Multiple councils across the UK have restrictions in place limiting individual dog walkers to a maximum of four dogs at any one time on public green spaces. This is due to, “concerns about the ability of dog walkers to properly manage more than four dogs at any one time and clean up after them.” (London Burrough – Merton)

And it’s not just about protecting the safety of the public. Experienced canine expert and CEO of We Love Pets, Ryan White explains: “People have a romanticised idea of pack walking, but in the wild, packs are grown over many years and generations; a large gang of dogs thrown together on a dog walk is not the same thing.

“The resultant ‘pack’ can create a chaotic, stressful and dangerous environment for the dogs involved, as well as the public. Dominant dogs express more dominant behaviours, submissive dogs express more submissive behaviours and those in the middle sway one way or another.

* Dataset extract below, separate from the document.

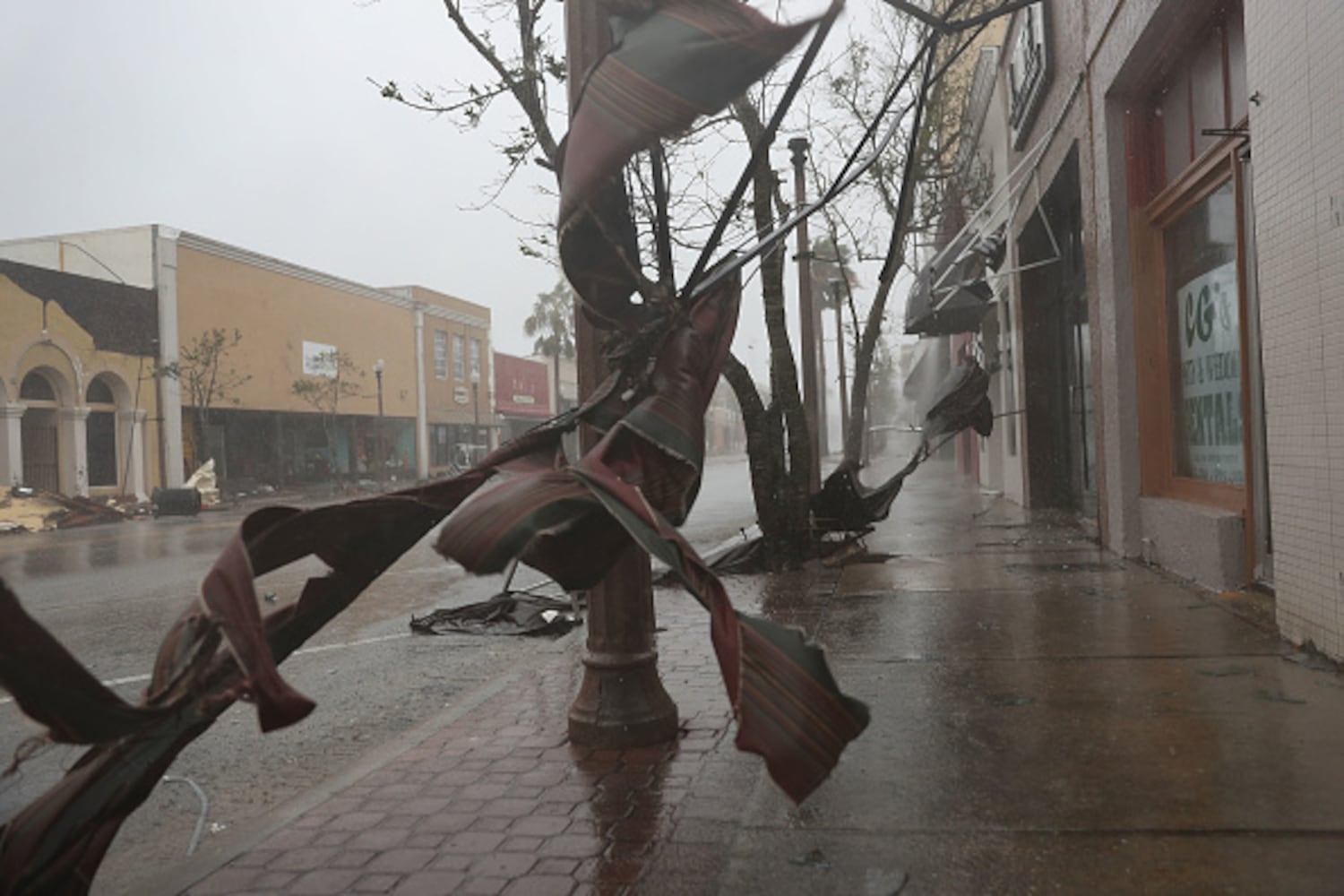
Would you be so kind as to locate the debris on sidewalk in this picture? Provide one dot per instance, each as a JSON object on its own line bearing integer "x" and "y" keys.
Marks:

“Common side effects that owners may see in their dogs as a result of this type of pack walking are excessive barking, aggression or uncontrollable excitement upon meeting another dog, particularly when restricted on a lead. This is often a direct result of uncontrolled, stressful interactions with other dogs.

To introduce and pair dogs appropriately takes time, involving observation of the dogs’ characteristics and behaviours before, during and after the introduction.”

 

  1. Knowing your dog walker

 

It’s not necessary to know your dog walker intimately,  but it is important to know their background in terms of experience, training and reputation. Choosing a company with clear policies on dogs to walker ratios, comprehensive insurance, DBS checks on staff and accredited training will put you and your canine companion in good stead for a reliable, safe and long-standing doggie/ walker relationship.

If all this sounds a little excessive, consider this purely from a security point of view. You are trusting an individual not only with your best pal but also granting them access to your home, often unsupervised. Any good dog walker will be willing to provide you with the references and certification needed to put your mind at rest.

  1. Are they insured?

All dog walkers should have comprehensive insurance to protect you, themselves and your dog should something go wrong on their watch. Most dog walking insurance policies will only insure a maximum of six dogs on a single dog walk or the maximum allowed by the relevant council – whichever is lower.

  1. Car safety

If your dog walker will be transporting your dog at any time, make sure they have an adequately sized crate or pet seat belt. It’s not optional, it’s the law.

Rule 57 of the Highway Code states:

When in a vehicle make sure dogs or other animals are suitably restrained so they cannot distract you while you are driving or injure you, or themselves if you stop quickly. A seat belt harness, pet carrier, dog cage or dog guard are ways of restraining animals in cars.

  1. What happens when your walker is sick or away?

 Usually, we don’t hire a dog walker through choice. We hire a dog walker because life gets busy and we lean on professional services to ensure our pets’ needs are still being met. But what happens when that person is unavailable? Does your walker have a backup plan when they are not around or does this fall to you? Are they part of a team of professionals, or a one-man band?

  1. If the price sounds too good to be true, it probably is….

There is much disparity in the UK over dog walking fees. If your dog walker has quoted you a price that sounds too good to be true, always ask questions. Is your dog’s welfare being compromised for a better return, or are they being walked by a hobbyist, who may have limited experience? Ask for proof of insurance and whether they are DBS checked, ask about their training and experience, and find out about their pack walking policy.